See your doctor for an antiviral prescription. Medicines help reduce the duration of cold sores and come in different varieties, but you’ll need a prescription from your doctor. Your doctor may prescribe oral medications or creams, but creams usually work best and most quickly.
Acyclovir (Cherish, Zovirax) may be tried.
There is also Famciclovir (Famvir).
Or you can try Valacyclovir (Valtrex).
Pain relievers containing Ibuprofen or Tylenol. This medicine does not treat mouth sores but will help relieve discomfort caused by mouth sores. Remember that cold sores can still be contagious even if you don’t feel pain, so it’s still important to be careful.
Using ingredients at home
Apply aloe vera to the irritated lip area. Aloe helps relieve pain and speeds up recovery, making it a great ingredient to help heal mouth sores.

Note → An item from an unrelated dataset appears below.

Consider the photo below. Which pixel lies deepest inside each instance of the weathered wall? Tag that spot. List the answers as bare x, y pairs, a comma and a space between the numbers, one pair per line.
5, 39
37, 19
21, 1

Use ice or a cold pack to cool the sore area. This will help reduce swelling, redness, and reduce symptoms of mouth sores. Even so, cold compresses will not speed up recovery.
Apply Visine to reduce redness. Visine doesn’t actually make cold sores heal faster, but it can make you feel better, making it the right choice for cold sore relief.
Apply moisturizing wax. Moisturizing wax helps mouth sores heal faster and protects mouth sores from infection.
Use a cotton swab to wet the mouth sore, then dip the cotton swab in salt or baking soda and apply it to the sore. Leave for a few minutes for the salt to absorb and drain, then rinse. Repeat as many times as needed. Salt can make you feel a little sore.
Understanding mouth sores
Understand that mouth sores are caused by many strains of the Herpes simplex virus (HSV). This includes HSV-1 and HSV-2, both of which can affect the face and genitals. Once infected, the herpes virus stays with you for life. There’s no way to get rid of them, but you can reduce the frequency with which the virus rages.
Take care to avoid spreading the HSV virus. This is why you need to identify the signs of mouth sores to avoid infecting others.
Do not share eating or drinking utensils or drinks with others, especially when a cold sore is present.
Do not share towels, razors or toothbrushes.
Do not share lipstick, lip balm, lip balm.
Do not kiss others while you have a cold sore. You can switch to a wind kiss or an Eskimo kiss until the sores clear up.
Oral sex, especially during a cold sore, can spread the HSV virus from the lips to the genitals or vice versa.